Because the offender was initially charged and incarcerated in California, he asked the Congressman if anything could be done at the federal level to prohibit violent offenders from being relocated from one area to another.
"This gets into state's rights," Tipton said. "If we have a sexually violent predator moving from state to state the public ought to be made aware of that because this is scary stuff people are dealing with."
Craig City Council member Ray Beck posed the last questions of the hour-long discussion. He asked Tipton what it would take to get the federal government to eliminate its regulations on everything from business to air quality and how he feels about a state bill to reject unfunded mandates that may trickle down from the federal level.
"I'm all in favor of supporting a bill against unfunded mandates," Tipton said. "And I don't think this can be overstated that rules and regulations are not coming from Congress through bills, but from regulatory bodies."

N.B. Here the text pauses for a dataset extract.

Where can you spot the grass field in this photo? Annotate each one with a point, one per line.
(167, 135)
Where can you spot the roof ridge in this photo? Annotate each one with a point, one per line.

Tipton said rules and regulations carry the same weight as law, and even though not introduced in Congress, it would require a bill to undo rules that go "final."
"Who gave bureaucracy that kind of authority?" Tipton said.
Following the meeting, Craig resident Sharon Pletcher said she was pleased with the Congressman's presentation.
"He's a realist and a reasonable businessman," Pletcher said. "That's where he comes from. He's not an aristocrat. He's approachable and I think he possesses the qualities that embody what we call a representative."